Als Fritz Bruno, dem Freund aus Litauen, vom ins Klo gespülten Tabak erzählte, nickte er.
„Hätte mein Vater genau so gemacht.“
Die vor den Russen geflohene Familie wohnte in einer Baracke zwischen Fabrik und Lagerhalle. Bruno hatte die Aufnahmeprüfung ins Realgymnasium ebenfalls geschafft, ging in die gleiche Klasse. Bei den Litauern roch es nach Mottenpulver und gekochtem Kraut, manchmal bekam Fritz einen Teller Krautsuppe. Zweimal im Jahr wurden die Baracken ausgegast, vorher wurden Fenster und Türen mit Klebestreifen abgedichtet, an den Türen klebten Zettel: ’Achtung Gift! Wanzenbekämpfung.’ Hinterher roch es tagelang scharf und süßlich.
Brunos Eltern schickten ihren Ältesten in die Dörfer der Umgebung zum Betteln um Milch. „Willst du nicht mitgehen?“, fragte Brunos Mutter den Freund.
Das Nachbardorf war drei Kilometer entfernt, das nächste zwei weitere und rechnete man die Wege zu den abgelegenen Höfen hinzu, tippelten die beiden zwei- oder dreimal pro Woche zehn bis zwölf Kilometer. Fritz, der im Geschäft wartete, bis man ihn fragte, was er wolle, beim Friseur andere vorließ, weil er zu schüchtern war, zu sagen, jetzt sei er an der Reihe, scheute sich, zu klopfen und zu bitten: „Können Sie uns bitte ein bisschen Milch geben?“ Ließ er aber Bruno fragen, schöpfte die Bäuerin ihm in die Kanne und er ging leer aus. Der Gedanke an die traurigen Augen der Mutter spornte ihn an, seine Befangenheit zu überwinden.

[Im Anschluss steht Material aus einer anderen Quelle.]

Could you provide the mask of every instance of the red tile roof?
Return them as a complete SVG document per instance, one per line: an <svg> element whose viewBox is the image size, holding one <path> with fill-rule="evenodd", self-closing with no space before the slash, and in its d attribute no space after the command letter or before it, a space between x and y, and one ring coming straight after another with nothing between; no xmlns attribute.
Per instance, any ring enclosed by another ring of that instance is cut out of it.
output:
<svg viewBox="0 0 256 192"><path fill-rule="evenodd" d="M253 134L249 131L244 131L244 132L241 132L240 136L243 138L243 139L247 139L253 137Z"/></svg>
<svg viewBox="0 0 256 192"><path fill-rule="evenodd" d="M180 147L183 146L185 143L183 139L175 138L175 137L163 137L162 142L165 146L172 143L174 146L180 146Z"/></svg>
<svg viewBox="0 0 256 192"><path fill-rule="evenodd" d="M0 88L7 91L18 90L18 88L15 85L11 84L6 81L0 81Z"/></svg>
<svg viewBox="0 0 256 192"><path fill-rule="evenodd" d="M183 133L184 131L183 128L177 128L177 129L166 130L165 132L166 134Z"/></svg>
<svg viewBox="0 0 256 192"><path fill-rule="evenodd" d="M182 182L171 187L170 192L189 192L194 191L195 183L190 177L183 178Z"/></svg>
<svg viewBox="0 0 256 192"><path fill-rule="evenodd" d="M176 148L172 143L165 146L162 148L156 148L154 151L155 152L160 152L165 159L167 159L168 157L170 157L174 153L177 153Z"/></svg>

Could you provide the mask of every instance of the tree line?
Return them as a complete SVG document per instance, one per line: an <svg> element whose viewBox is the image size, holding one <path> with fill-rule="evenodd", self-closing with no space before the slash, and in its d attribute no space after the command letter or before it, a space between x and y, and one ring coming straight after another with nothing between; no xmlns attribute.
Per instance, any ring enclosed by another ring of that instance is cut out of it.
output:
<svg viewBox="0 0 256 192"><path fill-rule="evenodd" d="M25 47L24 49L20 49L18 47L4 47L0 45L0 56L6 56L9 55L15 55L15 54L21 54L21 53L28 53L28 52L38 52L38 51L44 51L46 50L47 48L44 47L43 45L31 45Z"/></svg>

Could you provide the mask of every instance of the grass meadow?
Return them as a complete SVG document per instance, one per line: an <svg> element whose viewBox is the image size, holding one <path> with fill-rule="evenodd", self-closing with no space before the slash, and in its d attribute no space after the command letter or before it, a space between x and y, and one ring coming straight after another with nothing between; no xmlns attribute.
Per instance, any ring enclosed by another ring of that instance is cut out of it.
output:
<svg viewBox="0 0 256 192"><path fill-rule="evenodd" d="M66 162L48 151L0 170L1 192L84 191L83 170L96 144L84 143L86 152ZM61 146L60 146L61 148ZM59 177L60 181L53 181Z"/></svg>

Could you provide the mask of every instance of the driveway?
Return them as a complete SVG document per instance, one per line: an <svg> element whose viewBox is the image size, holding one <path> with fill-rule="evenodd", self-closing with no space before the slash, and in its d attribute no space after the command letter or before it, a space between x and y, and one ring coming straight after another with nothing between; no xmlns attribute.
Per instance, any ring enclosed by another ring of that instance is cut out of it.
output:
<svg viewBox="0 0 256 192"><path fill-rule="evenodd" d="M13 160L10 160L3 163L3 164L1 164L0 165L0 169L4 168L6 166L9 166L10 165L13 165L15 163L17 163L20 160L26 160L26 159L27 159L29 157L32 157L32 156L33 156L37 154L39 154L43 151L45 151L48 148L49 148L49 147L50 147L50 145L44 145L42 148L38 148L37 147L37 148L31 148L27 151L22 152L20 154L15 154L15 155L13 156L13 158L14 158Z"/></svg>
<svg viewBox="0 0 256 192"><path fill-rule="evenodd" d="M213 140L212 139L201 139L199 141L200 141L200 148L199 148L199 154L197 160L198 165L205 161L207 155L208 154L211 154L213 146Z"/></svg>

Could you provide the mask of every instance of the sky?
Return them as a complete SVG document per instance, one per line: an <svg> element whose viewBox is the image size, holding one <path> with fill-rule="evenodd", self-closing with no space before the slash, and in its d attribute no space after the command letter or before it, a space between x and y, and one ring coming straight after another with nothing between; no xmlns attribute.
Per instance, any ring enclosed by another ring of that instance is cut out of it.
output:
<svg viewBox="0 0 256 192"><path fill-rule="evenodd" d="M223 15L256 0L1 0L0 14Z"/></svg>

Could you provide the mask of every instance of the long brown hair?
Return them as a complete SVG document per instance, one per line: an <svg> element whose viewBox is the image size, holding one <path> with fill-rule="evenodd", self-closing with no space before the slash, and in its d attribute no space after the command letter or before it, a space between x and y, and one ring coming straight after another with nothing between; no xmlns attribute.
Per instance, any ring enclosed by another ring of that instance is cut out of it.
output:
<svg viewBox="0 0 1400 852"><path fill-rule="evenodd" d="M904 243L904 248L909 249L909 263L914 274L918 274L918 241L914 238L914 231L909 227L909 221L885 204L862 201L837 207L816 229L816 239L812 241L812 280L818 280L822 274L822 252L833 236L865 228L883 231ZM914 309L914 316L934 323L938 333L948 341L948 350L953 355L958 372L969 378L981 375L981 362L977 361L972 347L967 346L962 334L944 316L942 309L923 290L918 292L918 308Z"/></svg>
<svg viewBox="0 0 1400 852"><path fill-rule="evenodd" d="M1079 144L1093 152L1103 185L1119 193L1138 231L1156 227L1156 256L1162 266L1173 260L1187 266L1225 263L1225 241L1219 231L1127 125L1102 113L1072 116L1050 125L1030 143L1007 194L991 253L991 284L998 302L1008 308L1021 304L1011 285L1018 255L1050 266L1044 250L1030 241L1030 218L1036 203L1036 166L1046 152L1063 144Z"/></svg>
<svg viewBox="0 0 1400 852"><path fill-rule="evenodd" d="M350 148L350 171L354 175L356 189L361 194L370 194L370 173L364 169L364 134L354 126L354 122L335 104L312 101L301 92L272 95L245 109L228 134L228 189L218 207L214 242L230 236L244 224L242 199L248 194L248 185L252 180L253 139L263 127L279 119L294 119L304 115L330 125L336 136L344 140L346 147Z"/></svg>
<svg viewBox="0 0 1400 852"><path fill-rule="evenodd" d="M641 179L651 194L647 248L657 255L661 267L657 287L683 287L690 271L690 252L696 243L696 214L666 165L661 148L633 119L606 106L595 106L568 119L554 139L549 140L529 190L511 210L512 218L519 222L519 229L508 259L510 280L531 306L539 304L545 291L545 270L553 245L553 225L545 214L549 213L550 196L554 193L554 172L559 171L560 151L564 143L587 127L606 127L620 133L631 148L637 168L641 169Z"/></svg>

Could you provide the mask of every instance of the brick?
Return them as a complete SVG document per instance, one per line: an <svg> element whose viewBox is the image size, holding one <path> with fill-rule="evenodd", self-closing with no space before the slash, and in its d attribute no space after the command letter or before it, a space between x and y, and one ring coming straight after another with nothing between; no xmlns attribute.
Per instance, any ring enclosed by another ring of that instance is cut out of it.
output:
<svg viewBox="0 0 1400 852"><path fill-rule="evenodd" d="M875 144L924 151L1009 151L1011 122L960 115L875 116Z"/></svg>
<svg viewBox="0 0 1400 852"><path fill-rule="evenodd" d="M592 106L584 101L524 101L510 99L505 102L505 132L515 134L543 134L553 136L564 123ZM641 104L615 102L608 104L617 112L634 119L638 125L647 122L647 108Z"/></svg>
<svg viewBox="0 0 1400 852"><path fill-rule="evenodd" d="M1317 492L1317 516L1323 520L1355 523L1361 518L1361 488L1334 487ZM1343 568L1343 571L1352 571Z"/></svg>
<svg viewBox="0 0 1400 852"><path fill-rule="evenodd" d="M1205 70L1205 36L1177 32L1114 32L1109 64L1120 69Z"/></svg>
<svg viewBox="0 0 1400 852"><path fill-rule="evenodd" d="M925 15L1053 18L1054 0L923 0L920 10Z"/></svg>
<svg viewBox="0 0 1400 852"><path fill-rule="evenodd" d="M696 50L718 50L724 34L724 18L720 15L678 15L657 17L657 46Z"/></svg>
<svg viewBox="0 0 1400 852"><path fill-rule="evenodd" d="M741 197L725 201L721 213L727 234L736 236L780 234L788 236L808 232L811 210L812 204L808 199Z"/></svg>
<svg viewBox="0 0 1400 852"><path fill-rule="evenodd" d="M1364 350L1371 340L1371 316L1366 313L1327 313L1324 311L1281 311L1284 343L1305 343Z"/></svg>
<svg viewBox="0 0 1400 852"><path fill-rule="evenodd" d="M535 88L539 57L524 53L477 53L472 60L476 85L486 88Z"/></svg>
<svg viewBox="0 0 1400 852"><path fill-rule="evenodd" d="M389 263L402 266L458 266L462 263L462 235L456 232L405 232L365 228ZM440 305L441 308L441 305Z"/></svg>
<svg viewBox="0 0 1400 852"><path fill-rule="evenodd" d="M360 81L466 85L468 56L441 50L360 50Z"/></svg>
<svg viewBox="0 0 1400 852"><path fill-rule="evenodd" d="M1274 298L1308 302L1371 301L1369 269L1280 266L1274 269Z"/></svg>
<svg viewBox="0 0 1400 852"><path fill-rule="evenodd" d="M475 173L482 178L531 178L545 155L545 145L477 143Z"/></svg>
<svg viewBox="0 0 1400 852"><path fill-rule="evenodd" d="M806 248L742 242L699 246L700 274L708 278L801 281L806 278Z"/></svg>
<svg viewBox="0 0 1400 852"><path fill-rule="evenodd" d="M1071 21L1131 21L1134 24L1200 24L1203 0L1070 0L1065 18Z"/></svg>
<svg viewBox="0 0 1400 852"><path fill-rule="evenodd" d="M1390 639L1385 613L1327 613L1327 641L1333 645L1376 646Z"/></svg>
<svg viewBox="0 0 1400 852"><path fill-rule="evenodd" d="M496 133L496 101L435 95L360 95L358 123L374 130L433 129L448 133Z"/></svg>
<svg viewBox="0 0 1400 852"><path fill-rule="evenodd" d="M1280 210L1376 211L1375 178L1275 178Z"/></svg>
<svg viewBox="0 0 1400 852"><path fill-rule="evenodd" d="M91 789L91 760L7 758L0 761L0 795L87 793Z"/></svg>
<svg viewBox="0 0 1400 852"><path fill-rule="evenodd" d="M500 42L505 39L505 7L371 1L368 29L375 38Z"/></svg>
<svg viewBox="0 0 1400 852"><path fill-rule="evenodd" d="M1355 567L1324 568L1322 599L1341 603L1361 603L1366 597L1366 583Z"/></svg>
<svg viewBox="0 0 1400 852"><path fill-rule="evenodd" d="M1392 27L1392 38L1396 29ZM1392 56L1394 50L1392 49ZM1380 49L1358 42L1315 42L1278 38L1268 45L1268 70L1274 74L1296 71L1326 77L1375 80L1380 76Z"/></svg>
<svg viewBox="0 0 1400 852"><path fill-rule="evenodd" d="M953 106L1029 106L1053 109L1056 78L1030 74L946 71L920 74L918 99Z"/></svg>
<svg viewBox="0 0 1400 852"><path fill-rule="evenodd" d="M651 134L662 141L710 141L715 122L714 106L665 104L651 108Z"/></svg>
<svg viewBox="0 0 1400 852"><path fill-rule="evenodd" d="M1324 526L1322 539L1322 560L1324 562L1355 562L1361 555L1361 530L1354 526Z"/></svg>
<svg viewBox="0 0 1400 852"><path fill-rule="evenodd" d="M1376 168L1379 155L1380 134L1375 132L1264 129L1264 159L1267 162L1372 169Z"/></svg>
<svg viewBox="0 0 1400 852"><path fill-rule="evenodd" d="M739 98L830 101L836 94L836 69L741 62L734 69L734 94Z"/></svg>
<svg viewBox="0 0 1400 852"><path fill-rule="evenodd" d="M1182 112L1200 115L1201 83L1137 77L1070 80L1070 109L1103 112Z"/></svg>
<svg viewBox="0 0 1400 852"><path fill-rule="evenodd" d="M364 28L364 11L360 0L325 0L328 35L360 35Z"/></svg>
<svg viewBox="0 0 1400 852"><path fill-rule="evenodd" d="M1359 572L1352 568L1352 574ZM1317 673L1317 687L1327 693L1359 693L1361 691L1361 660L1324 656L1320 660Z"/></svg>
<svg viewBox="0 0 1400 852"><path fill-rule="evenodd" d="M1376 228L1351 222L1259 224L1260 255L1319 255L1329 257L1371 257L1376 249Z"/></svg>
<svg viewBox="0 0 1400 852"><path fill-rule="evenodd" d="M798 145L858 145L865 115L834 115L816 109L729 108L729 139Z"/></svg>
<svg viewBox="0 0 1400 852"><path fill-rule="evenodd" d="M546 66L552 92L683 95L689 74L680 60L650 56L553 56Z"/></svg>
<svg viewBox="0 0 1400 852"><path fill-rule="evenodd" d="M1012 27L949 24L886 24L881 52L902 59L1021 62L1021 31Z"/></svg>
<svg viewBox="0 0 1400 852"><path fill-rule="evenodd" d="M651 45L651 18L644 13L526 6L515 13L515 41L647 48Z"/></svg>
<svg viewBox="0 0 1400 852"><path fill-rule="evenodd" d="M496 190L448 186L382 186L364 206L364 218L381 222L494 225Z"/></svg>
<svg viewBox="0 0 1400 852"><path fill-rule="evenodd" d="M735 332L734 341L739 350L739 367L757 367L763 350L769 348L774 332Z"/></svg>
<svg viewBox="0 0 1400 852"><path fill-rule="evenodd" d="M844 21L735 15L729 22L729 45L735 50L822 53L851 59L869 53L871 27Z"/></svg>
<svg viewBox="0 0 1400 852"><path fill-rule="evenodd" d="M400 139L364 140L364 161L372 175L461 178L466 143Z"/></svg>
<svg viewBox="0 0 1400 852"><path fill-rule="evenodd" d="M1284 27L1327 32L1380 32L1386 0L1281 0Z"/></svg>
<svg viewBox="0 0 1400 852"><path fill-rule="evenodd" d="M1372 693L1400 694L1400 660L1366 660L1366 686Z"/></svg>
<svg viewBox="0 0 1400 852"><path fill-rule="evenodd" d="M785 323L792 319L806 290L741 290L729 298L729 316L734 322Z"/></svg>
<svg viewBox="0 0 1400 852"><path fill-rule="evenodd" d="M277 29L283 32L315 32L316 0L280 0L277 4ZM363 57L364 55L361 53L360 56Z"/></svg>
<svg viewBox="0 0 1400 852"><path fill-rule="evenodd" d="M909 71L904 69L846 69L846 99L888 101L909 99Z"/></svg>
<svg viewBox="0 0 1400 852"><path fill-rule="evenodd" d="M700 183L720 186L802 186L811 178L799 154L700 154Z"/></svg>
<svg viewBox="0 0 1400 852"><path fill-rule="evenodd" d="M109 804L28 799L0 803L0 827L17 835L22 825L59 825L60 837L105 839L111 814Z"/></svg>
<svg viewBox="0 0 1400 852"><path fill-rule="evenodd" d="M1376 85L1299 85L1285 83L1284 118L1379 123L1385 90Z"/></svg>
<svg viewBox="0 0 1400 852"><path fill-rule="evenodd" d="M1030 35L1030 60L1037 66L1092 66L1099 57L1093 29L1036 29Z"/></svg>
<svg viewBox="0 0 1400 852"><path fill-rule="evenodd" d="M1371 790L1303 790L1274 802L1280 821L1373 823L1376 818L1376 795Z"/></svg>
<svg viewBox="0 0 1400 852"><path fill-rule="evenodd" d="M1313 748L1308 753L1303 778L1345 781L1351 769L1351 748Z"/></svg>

Bruno und Fritz, die nicht selten miteinander rauften, wobei Fritz regelmäßig den Kürzeren zog, waren sich in dem Punkt einig, dass die Bauern mit den meisten Kühen die größten Geizhälse waren. Ein Großbauer öffnete nach mehrmaligem Klopfen, brummte unwirsch: „Mir ham selber nix!“, und schlug ihnen die Tür vor der Nase zu. Durch das Fenster hatten sie beobachtet, dass vor Bauersleuten und Gesinde zwei Schüsseln mit Knödeln standen, ein riesiger Brotlaib auf dem Tisch lag, ein Klumpen Butter auf einem Teller. Offenbar hatten die bettelnden Jungen beim Tischgebet gestört. Die kleinen Bauern gaben immer was, auch der Bäcker im Ort spendierte eine Scheibe Brot, das sie heißhungrig verschlangen, während sie die Milch nach Hause trugen.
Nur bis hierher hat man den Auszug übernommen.